The kakaruia – a tiny birb

​Robins in general are tiny creatures, straining at the seams to encompass enormous personalities. From what I can tell, the Chatham Islands black robin is no different. 

Meet the Chathams

The Chatham Islands are a New Zealand archipelago in the Pacific Ocean about 800 kilometres (500 mi) east of the South Island of New Zealand. The archipelago consists of about ten islands within an approximate 60-kilometre (37 mi) radius, the largest of which are Chatham Island and Pitt Island. Some of these islands, formerly cleared for farming, are now preserved as nature reserves to conserve some of the unique flora and fauna. As of 2013 the islands had a resident population of 600.[1] The local economy depends largely on conservation, tourism, farming, and fishing.
The black robin is endemic to the Chatham Islands where it is now confined to the southern extremity of its former range. It is a quiet, confiding forest-dweller, alert and almost always active in the lower forest strata. Birds are commonly attracted to human presence. The species is famous world-wide for its inspiring recovery from imminent extinction in the early 1980s.
NZ birds online

Black robin. Adult. Rangatira Island, February 2010. Image © David Boyle by David Boyle


Black robin. Juvenile. Rangatira Island, Chatham Islands, February 2004. Image © Department of Conservation (image ref: 10057190) by Don Merton, Department of Conservation Courtesy of Department of Conservation

Sometimes, there are some really heartwarming stories in conservation. The idea that one female robin helped save an entire species is simply incredible, and yet, the story of Old Blue was exactly that. Although the genetic diversity was affected, of course, by all being descended from the one female, the species was still saved. Thank you to Don Merton and everyone else involved.
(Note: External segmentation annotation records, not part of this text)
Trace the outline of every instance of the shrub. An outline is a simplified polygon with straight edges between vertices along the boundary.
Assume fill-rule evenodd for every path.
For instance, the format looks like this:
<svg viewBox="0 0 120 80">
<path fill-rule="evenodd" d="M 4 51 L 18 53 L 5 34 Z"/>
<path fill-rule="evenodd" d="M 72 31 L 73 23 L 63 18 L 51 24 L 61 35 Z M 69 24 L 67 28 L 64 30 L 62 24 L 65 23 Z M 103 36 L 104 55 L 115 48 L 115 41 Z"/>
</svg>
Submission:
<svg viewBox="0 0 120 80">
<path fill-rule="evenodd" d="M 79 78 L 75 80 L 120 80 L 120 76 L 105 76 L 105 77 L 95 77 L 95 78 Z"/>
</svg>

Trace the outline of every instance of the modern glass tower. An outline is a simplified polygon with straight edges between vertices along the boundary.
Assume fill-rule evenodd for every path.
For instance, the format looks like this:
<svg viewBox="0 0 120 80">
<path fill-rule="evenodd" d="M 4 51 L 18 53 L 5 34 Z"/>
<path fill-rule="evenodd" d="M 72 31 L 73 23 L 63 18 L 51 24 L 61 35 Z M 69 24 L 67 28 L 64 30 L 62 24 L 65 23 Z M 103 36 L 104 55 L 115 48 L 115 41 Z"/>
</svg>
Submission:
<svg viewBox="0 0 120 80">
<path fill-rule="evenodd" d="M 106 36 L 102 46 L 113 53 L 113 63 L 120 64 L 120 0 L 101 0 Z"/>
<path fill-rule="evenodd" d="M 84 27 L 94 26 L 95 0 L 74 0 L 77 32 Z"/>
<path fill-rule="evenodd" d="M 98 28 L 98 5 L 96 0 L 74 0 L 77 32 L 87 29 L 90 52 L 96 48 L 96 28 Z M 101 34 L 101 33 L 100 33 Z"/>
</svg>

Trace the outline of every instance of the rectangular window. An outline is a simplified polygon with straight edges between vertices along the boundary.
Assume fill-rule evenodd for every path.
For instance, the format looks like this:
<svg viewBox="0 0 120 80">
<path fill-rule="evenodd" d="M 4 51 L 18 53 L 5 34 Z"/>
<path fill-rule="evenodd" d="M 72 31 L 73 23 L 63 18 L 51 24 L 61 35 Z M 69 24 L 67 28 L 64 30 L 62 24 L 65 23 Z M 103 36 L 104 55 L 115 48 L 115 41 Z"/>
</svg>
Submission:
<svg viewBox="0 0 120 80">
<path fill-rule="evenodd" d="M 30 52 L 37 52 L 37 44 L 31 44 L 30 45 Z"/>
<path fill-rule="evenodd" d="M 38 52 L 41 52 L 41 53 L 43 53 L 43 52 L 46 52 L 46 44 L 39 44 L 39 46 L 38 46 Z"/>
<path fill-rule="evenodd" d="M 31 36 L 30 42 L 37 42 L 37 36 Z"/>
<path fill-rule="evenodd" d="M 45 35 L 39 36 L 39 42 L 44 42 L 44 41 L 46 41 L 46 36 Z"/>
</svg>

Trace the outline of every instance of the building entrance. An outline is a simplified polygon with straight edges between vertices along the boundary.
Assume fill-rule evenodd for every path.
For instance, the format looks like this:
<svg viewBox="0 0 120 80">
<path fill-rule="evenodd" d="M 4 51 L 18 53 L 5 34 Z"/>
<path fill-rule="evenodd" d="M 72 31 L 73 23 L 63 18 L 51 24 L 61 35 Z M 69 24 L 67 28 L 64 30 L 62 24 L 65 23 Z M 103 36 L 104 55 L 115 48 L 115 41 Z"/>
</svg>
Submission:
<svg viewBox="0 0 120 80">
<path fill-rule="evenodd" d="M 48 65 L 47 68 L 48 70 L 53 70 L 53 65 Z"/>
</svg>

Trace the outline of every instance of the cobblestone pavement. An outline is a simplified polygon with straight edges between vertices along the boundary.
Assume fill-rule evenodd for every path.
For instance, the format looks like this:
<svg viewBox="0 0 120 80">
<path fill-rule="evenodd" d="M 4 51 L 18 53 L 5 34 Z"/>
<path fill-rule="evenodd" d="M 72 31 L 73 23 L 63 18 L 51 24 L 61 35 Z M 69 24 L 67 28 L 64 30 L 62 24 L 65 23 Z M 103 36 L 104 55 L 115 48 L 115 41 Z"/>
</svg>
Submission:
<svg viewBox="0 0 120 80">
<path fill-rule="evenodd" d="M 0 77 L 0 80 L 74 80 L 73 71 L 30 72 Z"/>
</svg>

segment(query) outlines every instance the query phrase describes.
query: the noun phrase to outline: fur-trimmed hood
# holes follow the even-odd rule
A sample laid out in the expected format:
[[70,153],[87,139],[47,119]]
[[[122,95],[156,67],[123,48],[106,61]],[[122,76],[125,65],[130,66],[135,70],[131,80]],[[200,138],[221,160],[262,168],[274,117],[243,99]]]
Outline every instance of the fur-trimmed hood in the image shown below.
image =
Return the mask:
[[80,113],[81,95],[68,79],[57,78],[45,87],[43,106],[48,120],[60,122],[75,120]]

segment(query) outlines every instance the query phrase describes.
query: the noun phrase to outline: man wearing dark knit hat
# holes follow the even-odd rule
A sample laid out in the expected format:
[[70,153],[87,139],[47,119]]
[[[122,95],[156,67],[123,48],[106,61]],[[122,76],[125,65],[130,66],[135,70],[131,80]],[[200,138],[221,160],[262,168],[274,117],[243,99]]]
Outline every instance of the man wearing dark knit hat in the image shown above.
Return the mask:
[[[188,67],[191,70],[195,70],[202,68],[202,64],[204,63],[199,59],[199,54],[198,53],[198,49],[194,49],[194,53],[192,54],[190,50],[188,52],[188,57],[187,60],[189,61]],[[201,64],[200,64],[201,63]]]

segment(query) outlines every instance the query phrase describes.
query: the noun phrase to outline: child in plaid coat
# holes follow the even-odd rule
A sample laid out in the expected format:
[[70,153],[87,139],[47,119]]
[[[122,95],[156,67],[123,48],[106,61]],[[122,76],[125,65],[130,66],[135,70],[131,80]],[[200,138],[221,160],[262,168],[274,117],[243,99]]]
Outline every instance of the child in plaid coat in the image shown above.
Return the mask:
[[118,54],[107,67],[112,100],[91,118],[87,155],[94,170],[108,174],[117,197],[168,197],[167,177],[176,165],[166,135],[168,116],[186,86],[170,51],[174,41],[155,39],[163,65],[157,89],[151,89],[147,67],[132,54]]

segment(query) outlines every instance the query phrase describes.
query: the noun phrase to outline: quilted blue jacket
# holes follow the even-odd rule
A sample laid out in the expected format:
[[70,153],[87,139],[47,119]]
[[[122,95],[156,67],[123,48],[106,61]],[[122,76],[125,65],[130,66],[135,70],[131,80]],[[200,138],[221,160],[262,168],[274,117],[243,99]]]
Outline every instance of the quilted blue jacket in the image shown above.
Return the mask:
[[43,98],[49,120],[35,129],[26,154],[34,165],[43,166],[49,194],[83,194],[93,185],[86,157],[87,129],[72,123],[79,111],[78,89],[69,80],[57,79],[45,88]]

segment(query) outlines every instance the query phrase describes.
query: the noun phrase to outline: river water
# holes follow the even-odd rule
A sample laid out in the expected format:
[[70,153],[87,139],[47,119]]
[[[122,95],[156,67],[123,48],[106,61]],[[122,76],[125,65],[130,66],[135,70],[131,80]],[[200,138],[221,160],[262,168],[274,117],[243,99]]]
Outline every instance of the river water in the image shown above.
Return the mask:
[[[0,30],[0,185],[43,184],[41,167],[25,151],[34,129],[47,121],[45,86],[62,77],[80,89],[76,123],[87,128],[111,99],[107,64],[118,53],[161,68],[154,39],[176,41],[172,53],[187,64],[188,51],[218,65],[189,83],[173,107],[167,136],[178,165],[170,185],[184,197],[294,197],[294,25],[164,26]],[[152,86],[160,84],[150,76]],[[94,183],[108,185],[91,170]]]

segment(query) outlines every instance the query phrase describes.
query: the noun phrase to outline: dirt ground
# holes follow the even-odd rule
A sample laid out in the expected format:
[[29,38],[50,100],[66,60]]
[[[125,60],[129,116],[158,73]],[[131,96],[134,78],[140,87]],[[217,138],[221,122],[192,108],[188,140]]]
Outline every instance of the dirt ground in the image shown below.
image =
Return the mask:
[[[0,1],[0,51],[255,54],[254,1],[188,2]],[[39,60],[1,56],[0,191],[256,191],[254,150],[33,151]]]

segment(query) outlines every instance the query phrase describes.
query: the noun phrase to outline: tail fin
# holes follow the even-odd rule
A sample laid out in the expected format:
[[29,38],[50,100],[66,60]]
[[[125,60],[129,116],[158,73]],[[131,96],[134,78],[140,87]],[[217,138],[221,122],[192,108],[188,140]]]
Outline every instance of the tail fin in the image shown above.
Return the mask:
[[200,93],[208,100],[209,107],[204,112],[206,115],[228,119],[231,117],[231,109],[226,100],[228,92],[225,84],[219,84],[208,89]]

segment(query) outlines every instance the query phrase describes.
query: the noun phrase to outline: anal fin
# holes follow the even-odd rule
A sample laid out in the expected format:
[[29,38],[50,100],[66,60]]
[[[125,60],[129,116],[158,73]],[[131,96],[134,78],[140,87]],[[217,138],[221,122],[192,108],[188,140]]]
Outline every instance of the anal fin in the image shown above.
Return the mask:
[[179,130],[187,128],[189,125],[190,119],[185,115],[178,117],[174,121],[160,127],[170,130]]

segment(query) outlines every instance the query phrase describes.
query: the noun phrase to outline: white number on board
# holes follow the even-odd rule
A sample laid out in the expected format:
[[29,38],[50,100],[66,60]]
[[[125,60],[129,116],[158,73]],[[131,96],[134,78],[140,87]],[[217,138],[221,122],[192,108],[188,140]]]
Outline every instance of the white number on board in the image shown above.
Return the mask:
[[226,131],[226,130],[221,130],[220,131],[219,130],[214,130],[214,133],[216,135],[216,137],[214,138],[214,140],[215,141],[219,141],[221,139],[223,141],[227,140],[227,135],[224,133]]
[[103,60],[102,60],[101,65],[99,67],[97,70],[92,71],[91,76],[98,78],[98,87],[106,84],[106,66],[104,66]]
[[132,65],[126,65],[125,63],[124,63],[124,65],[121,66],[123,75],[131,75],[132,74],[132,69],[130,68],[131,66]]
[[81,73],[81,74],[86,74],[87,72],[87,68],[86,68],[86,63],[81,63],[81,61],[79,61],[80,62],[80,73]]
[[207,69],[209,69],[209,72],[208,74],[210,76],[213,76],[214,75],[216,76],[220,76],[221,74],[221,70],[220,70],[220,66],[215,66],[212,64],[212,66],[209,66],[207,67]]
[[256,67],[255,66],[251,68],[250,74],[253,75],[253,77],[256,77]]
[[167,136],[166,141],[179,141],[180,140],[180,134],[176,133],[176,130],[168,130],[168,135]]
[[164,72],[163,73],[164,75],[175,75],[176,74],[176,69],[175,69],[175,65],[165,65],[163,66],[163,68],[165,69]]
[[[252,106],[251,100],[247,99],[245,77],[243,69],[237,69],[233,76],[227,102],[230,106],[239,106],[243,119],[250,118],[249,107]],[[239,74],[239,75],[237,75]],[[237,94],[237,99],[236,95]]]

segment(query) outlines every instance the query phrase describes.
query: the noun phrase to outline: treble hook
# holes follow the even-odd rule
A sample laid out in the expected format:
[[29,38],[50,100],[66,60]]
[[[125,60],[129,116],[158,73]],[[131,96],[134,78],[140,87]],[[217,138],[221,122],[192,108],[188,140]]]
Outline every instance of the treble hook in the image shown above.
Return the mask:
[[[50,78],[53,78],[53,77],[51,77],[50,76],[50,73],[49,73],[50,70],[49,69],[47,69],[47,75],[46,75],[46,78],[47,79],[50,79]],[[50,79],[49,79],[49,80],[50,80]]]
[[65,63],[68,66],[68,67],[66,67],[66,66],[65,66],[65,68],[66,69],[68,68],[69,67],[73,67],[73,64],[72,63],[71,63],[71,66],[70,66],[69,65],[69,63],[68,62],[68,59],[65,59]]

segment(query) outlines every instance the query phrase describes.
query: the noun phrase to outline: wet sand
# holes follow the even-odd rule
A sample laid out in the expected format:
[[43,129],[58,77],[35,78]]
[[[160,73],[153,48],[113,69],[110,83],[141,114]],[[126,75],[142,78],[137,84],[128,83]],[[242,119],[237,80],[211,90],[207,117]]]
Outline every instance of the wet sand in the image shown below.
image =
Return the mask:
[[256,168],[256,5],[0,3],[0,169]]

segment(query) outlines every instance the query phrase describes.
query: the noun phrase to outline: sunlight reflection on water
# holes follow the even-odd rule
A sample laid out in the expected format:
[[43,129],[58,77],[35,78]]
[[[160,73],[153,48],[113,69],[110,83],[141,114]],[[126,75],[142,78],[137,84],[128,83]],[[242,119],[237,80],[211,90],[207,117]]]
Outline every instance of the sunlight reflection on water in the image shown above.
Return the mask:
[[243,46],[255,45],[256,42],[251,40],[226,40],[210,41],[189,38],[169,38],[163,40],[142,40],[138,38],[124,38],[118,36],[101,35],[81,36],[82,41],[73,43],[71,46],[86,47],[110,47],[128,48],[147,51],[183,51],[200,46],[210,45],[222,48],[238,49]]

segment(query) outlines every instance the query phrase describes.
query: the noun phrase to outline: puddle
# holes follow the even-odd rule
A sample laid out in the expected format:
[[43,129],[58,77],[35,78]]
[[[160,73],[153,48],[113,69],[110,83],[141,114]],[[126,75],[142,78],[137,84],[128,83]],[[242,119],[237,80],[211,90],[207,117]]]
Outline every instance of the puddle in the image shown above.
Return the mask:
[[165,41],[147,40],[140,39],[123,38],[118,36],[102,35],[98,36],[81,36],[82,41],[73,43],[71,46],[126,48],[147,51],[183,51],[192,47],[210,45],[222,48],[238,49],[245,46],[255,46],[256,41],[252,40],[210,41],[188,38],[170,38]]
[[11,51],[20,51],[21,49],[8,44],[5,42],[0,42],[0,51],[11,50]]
Black robin. ‘Old Blue’s’ nest box. Mangere Island, Chatham Islands, January 1988. Image © Alan Tennyson by Alan Tennyson


Black robin. 14-day-old chicks in nest box. Rangatira Island, Chatham Islands, January 1987. Image © Department of Conservation by Don Merton Courtesy of Department of Conservation

Time to draw

The good thing about black robins is that there’s nothing confusing about their anatomy. The hard thing is, how do you find four sufficiently different poses for this adorable borb?
Turns out, they just flowed right off my pen! I love their cute little whiskers and their fluffy feathers that almost look like a pelt. 
​Just like all the others, these have been coloured in greyscale for the feathers, and colour for beaks and legs – but I think in this case, these guys might actually be finished!